Staying neutral in moments of cultural friction

Reporting on the nuances of parenting across cultures has its own challenges

Updated - February 21, 2020 01:44 am IST

Published - February 21, 2020 12:15 am IST

U.S. President Donald Trump and Prime Minister Narendra Modi at the U.N. headquarters in New York. File

U.S. President Donald Trump and Prime Minister Narendra Modi at the U.N. headquarters in New York. File

With less than a week to go before the visit of U.S. President Donald Trump to India , mainstream and social media conversations on the subject have centred on what the summit meeting could mean for bilateral ties, prospects for a trade deal, security questions, and a fixation on guesstimating the likely strength of the crowds that will attend. However thrilling the optics may be, or however sparkling the personal chemistry between Mr. Trump and Prime Minister Narendra Modi, it is worth remembering that in the longest arc of cooperation between the world’s oldest and largest democracies it is not only governments that matter but people-to-people relations.

In this context, there are many signs of organic convergence that has happened in recent decades, including the spread of the classic, consumer-focused, consumption-driven models of Western capitalism seeping into every pore of Indian culture and, conversely, the proliferation of yoga, Indian cuisine and lifestyle habits getting transmitted from the subcontinent to the U.S.

Yet there are still points of dissonance that become evident now and again, often quite controversially. One such source of cultural friction that I encountered and reported on more than once during my time as The Hindu ’s U.S. correspondent goes to the very heart of each country’s value system: parenting. Almost with clockwork regularity, every few years an Indian immigrant family in the U.S. would find themselves in a crisis after the courts or social services took their children into protective custody or arrested a parent on suspicions of abuse towards a child.

In several cases that I reported on, the troubles began during a doctor’s visit, ostensibly a routine matter from the perspective of the parents. Typically, the physician would identify medical symptoms that raised a red flag according to a predetermined list of objective criteria for potential cases of abuse. One example is retinal damage, which is consistent with ‘shaken baby syndrome’. After interviewing the parents, separately and together, and potentially interviewing the child without the parents present, the physician would, perhaps along with a social worker, draw up a report testifying to the possibility of abuse.

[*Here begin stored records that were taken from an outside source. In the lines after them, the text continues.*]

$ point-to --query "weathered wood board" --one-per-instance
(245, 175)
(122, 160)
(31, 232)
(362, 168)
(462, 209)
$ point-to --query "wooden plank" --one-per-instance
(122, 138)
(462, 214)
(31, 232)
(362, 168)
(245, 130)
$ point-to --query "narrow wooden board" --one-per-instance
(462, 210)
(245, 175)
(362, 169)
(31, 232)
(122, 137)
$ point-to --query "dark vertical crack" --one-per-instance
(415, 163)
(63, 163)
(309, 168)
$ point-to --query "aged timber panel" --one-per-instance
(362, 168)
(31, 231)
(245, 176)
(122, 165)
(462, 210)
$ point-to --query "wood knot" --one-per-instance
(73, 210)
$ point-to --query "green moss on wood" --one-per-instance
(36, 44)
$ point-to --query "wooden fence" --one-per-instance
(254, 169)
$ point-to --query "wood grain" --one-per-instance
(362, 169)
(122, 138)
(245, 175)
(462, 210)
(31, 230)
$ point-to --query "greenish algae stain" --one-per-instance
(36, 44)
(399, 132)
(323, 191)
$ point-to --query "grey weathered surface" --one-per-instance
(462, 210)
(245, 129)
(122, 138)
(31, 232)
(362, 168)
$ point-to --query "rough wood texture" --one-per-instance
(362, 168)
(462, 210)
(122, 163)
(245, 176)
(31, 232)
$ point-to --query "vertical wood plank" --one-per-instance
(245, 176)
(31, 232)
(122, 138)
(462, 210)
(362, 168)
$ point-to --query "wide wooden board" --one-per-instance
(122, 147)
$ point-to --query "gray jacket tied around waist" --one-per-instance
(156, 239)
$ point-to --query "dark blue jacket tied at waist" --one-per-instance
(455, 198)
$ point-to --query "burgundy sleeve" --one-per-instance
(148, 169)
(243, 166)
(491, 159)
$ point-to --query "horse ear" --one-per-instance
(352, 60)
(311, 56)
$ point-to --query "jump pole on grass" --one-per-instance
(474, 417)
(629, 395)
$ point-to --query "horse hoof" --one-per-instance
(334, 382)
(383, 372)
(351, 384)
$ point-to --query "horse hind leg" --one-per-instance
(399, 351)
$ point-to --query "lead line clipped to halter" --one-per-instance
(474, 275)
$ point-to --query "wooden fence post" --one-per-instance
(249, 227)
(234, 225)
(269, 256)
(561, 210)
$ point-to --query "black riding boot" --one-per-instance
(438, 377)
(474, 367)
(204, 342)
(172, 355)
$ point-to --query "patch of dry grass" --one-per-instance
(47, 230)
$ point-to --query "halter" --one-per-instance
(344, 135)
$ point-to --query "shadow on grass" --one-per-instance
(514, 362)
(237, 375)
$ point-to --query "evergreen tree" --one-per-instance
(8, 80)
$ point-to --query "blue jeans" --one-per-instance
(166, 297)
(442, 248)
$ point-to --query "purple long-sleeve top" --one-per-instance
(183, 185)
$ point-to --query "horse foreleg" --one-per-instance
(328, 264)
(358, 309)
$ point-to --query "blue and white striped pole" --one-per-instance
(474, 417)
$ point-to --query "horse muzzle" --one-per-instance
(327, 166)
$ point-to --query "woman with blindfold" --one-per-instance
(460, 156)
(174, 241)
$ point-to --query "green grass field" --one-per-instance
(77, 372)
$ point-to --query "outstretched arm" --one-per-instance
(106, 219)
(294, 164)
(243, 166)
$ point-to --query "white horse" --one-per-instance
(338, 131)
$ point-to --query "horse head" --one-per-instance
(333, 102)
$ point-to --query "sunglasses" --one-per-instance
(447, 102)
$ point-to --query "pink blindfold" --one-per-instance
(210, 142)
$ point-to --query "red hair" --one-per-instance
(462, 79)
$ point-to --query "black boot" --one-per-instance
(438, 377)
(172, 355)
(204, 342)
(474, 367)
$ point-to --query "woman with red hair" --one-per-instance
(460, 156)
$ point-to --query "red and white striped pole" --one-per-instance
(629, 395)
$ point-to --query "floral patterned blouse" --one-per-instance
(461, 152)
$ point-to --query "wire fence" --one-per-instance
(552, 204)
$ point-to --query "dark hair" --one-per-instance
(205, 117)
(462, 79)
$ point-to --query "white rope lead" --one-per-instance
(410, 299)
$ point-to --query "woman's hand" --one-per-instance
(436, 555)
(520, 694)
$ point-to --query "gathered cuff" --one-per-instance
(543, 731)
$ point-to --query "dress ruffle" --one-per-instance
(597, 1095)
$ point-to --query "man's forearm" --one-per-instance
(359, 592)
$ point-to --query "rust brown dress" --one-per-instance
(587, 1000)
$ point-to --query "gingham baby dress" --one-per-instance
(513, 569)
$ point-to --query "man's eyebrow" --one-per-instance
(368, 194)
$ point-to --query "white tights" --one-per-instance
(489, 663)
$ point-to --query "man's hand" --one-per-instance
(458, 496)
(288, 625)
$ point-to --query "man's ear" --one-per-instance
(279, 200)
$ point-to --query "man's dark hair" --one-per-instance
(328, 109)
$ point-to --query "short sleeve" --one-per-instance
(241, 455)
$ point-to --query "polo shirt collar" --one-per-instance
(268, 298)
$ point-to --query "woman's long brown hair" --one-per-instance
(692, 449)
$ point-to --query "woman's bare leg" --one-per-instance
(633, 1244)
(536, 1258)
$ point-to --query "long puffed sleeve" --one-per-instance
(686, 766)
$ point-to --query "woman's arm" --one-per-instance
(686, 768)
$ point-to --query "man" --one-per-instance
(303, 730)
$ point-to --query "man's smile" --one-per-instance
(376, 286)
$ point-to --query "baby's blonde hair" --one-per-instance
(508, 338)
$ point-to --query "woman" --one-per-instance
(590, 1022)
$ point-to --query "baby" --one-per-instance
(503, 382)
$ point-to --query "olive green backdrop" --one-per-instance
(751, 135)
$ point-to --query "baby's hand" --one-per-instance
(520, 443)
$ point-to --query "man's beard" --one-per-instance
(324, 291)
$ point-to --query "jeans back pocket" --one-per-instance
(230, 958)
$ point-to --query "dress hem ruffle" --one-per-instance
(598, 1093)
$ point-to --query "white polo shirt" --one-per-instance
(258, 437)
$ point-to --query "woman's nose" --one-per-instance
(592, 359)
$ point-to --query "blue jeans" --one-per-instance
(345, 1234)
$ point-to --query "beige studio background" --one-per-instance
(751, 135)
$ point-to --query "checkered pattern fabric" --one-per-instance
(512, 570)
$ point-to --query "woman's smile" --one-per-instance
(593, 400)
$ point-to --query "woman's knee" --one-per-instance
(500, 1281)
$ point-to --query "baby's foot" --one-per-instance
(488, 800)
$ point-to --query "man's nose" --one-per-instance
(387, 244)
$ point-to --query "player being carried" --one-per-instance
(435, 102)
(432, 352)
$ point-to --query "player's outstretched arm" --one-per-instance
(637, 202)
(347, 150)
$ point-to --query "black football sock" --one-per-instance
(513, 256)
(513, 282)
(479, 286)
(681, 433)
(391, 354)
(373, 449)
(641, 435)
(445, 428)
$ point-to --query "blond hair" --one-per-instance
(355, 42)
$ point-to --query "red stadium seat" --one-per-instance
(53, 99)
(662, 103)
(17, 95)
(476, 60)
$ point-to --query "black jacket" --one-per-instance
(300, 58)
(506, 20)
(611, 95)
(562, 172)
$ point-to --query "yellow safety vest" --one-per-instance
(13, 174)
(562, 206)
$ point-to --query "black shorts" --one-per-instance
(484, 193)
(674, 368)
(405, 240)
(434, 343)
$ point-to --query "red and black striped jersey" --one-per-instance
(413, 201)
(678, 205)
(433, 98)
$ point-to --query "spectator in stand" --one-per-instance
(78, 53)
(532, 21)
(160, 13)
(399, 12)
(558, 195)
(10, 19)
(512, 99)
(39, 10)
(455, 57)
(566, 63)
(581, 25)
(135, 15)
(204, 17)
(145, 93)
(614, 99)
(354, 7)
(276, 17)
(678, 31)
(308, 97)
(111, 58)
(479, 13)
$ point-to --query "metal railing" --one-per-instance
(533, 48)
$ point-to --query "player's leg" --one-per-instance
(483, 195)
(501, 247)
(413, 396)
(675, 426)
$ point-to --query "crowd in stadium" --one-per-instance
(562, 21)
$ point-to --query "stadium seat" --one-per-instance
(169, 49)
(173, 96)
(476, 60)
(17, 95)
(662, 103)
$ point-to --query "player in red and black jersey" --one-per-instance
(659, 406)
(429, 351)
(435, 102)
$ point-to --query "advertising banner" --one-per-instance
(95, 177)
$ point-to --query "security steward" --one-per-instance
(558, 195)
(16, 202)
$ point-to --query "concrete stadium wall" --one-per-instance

At this point the case would usually enter a grey area depending on the specific reason for the injuries given by the parents. In one case that I examined, the father and mother were on the same page as they described how their child had been taken away from them by hospital staff after they reported head injuries that the child had suffered after falling off a bed. In another case a child reported a tibia fracture while engaged in play with a parent, yet a lack of consistency between the parents’ accounts regarding how the accident occurred led to suspicions that resulted in the father facing criminal charges and a ban on meeting his family.

In each of these cases the biggest challenge as a reporter was to remain, in the absence of overwhelming evidence or a conviction by a court, neutral in the sense of not taking the parents’ side or backing the host country government’s position. While I‘d like to think that The Hindu ’s U.S. reportage held firm to this standard, to this day I have not figured out whether the authorities in each case were being overzealous, or whether the tenets of “Indian-style parenting” were strongly at odds with a more universal conception of child rights.